Te latían el corazón y el cerebro. Nunca antes habías conocido a un hombre de aquella envergadura, que por otra parte quisiera hablarte. Las feas saben que los hombres no se fijan en ellas, menos aún los hombres como él, porque el mundo está hecho para adular la perfección de las proporciones, la forma antes que el fondo, el brillo sobre la oquedad. Lo habías estudiado hasta la erudición. Desde que el mundo era mundo, de Aristóteles a Nietzsche, la belleza era el territorio de la contemplación y la bondad; y la fealdad, mucho peor que el sin lugar o la desviación, era el espacio de la repulsión y la violencia. Ojalá hubiera sido simplemente lo contrario de lo hermoso, un contrapunto simétrico de la mera apreciación. Era peor que eso, implicaba la más humana, por tanto, la más perversa reacción de repugnancia, de asco o de terror. Por eso te parecía que Frankenstein era la parábola más sincera de la humanidad: el monstruo huyendo hasta la muerte.

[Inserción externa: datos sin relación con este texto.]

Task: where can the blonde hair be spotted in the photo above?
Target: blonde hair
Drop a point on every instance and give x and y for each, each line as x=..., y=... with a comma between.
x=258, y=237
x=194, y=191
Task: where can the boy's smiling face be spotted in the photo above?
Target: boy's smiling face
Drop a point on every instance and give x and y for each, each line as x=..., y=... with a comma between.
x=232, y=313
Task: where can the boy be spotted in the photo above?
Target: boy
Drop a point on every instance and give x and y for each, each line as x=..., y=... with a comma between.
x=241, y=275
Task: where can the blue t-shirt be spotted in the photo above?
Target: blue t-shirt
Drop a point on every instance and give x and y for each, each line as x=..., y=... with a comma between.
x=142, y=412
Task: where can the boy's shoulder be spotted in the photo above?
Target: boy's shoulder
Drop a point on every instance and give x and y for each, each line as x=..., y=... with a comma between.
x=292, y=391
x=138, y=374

La belleza conmovía, volvía estúpida a la gente, pero nunca lo habías experimentado hasta el frenesí y la parálisis. Si existía el amor a primera vista, debía ser una droga como esta, venenosa. No querías volver a verlo porque sentías en las venas una dependencia de la que eras incapaz de liberarte. Por eso volvías cada día. Aunque entonces fingías que lo ignorabas o te burlabas. Eras cruel. A Rafael le gustaba tu humor negro y la extraña circunstancia por la que eras inmune a él. Esperaba tu llegada para cercarte en los pasillos y en la vida, enviándote regalos que fabricaba con sus manos, llamándote por teléfono.

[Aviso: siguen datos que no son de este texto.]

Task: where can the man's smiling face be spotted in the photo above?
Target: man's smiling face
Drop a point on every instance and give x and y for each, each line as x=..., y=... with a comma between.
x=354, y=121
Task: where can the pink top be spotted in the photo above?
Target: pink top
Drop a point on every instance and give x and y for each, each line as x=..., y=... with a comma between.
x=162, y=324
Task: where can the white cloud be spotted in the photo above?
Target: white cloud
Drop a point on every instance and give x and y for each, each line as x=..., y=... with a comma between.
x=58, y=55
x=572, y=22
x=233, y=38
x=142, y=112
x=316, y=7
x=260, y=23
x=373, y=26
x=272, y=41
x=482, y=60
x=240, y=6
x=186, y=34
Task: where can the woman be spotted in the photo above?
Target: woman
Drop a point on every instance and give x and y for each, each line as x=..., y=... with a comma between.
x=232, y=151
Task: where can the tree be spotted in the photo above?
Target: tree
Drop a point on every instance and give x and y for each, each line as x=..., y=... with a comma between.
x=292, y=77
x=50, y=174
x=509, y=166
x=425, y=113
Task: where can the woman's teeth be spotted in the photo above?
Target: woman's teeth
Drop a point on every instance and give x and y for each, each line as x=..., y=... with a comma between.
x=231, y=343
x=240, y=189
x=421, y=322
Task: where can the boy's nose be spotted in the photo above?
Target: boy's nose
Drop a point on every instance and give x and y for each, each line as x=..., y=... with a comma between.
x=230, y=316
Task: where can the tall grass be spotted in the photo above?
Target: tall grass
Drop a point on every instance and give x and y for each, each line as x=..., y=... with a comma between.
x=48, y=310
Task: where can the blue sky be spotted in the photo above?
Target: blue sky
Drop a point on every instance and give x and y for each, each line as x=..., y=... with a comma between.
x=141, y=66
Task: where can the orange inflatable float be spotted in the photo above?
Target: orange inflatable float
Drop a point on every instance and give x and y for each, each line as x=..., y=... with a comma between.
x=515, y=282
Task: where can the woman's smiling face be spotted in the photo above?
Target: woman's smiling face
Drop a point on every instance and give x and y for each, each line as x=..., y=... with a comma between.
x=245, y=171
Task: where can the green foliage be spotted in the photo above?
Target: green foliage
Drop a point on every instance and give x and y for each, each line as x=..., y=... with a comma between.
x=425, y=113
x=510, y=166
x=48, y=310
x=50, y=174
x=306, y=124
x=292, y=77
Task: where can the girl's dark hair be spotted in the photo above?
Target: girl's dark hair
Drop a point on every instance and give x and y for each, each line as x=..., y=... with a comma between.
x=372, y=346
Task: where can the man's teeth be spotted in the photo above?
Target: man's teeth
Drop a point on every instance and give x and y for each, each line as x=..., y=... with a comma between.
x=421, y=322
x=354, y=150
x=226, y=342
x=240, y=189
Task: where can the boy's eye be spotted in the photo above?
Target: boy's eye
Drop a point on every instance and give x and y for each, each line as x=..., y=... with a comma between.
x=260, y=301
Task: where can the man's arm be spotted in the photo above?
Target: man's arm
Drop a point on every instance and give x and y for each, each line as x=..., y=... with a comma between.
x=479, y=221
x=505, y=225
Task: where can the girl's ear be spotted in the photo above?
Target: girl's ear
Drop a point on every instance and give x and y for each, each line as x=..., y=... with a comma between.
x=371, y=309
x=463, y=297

Te fuiste quedando, Magdalena, ya no por trabajo sino de visita, primero por un café fugaz, luego por una tarde y después por una noche entera. Pero no era solo Rafael, sino lo que allí sentías. En la cárcel estabas aprendiendo otro sentido de la belleza, del que habías leído, pero invariablemente te habías burlado. Aquel sentido inveterado, inmaterial, inocente, que genera la necesidad de reincidir, porque produce goce y, por qué no, paz. Imaginabas la cárcel como una representación artística del mundo, es decir, lo feo imitado con maestría, lo cual termina siendo una reverberación bella. Así como bella era tu estadía, pues te sentías desatada, acogida, y no en el sentido de la admiración sentenciosa, no como si fueras una perla en el lodazal, sino porque eras parte del conjunto. Te reías para ti, pues podías sentir el dislocamiento en tu alma, el arrebatamiento de esta ternura inusitada y nociva. El Pata te vio a lo lejos, supo que encajabas en aquel desorden. Amenazó a Rafael, le advirtió el peligro, pero fue inútil. Entonces trató contigo, pero tampoco funcionó. No lo escuchaste y terminaste viviendo con Rafael en la cárcel. ¡En la cárcel, Magdalena!, pagando para dormir por las noches y salir de mañana.

No importaba que te hubieran echado del periódico ni que fueras motivo de escándalo porque escribirías un libro, una verdadera obra de arte, con la que tocarías —lo jurabas ya— el sol en su cénit. Dominabas los acontecimientos con la pericia de un tramoyista y esto te daba una cierta autoridad científica, dado que estabas probando con tu teoría que la naturaleza inapelable del destino era una falacia. Quedaba poco para el fin de la sentencia y, aunque no lo planeaste, ocurrió al fin que Rafael te embarazó. Habías renunciado muy joven al arquetipo de la maternidad, pero la asumiste sin grandes alardes, como un proceso más de tu metamorfosis existencial. Luego nació la niña y el Pata, a cambio de dejarlos en paz, siguió recibiendo las visitas de Rafael. Pernoctaban juntos, a pesar de la ansiedad de expatriado de tu hombre, que volvía a ti y que tú solemnizabas como una venganza y un triunfo personal. El Pata se sentía burlado, en cuyo caso tenía mucho sentido que buscara resarcimiento, que tomara con la vida de la niña la que en verdad él quería.